13. On appeal, Mr. Mairagia for the Appellant, points out that it is instructive that none of the recovered items were listed as among those that were stolen. It therefore follows that those items were not stolen property and cannot be a basis of conviction. This is because, he argues, the items were not recently stolen for the reasons that they were not listed in the charge sheet. As such, the argument goes, a conviction based on the alleged recovery cannot stand as that will be “very prejudicial and in fact it amounts to convicting someone for charges he/she has not been charged with.”
14. In any event, Mr. Maragia argues that the items were found to be outside the Accused Person’s house – and not inside the Accused’s house. Moreover, argues Mr. Maragia, the alleged recovery was done in the absence of the Accused Person (who was, by the evidence of the Investigating Officer in Police custody at the time of recovery). There is a possibility, Mr. Maragia insists, that the items were planted there by PW1-PW3.
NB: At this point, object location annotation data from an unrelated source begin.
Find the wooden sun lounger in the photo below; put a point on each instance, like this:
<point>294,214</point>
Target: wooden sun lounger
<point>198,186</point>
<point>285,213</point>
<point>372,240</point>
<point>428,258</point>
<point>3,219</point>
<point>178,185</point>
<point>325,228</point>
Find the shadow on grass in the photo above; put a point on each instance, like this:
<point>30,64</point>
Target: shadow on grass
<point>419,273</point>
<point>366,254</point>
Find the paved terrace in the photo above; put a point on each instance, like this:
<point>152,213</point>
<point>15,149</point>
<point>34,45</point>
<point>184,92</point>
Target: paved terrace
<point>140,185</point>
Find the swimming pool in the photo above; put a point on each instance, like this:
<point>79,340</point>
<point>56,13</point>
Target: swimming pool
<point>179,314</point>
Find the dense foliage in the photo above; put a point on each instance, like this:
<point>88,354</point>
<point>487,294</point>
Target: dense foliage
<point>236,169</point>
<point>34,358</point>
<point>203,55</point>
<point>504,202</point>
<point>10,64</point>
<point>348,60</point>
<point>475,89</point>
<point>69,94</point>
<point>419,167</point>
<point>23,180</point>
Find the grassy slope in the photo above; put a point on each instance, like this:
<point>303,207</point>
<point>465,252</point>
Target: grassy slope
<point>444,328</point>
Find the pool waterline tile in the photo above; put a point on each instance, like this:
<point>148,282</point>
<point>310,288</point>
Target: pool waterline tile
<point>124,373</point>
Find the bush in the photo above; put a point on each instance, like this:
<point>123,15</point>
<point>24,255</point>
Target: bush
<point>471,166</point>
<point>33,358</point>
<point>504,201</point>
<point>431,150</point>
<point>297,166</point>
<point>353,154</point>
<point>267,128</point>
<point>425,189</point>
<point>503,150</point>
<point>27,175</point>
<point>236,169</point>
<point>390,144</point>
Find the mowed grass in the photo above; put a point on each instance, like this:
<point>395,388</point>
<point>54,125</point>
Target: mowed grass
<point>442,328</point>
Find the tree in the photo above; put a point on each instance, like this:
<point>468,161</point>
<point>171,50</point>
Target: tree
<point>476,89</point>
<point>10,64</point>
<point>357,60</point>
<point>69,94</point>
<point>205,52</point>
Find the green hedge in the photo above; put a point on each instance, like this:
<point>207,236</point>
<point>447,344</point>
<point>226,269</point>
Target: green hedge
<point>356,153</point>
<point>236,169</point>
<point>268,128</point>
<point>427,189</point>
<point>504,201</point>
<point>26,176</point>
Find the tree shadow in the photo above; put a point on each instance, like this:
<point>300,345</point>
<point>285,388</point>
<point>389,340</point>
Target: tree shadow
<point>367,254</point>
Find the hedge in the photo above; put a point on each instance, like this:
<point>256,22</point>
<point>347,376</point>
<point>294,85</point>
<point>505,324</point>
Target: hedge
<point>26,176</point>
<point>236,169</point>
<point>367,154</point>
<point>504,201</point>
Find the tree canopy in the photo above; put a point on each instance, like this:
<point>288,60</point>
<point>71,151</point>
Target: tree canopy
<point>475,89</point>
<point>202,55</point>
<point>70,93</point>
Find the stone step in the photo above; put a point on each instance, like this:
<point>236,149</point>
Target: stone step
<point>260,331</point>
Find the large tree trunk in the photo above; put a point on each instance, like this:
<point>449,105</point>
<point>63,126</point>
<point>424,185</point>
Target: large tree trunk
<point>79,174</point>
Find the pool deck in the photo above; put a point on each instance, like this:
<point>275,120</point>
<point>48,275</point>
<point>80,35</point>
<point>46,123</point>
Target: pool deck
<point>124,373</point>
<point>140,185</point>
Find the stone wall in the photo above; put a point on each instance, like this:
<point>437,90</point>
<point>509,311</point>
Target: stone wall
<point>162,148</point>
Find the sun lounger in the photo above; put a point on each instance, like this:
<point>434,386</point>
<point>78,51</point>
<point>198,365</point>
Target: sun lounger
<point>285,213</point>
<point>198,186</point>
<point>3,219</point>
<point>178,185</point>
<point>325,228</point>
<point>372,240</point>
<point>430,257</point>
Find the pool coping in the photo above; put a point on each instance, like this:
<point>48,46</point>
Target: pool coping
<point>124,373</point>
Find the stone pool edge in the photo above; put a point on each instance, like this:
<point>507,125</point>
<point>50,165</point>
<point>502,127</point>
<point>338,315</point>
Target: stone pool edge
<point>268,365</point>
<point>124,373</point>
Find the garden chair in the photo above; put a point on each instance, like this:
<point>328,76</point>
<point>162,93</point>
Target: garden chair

15. Mr. Maragia further submitted that the suspicion narrated by the Prosecution witnesses and believed by the Court was not so water tight to lead to a conviction. This was because, argued Mr. Maragia:
a. The Appellant was not the only person who was not attacked in the compound; other tenants were equally not attacked;
b. No independent neighbour was called to corroborate the evidence of PW1-PW3 who were all related;
c. There was no good reason to doubt that the Appellant fled from the robbers;
d. The narrative about the Appellant calling Hellen to help take his wife to the hospital was not evidence that pointed to the Appellant’s collusion in the robbery.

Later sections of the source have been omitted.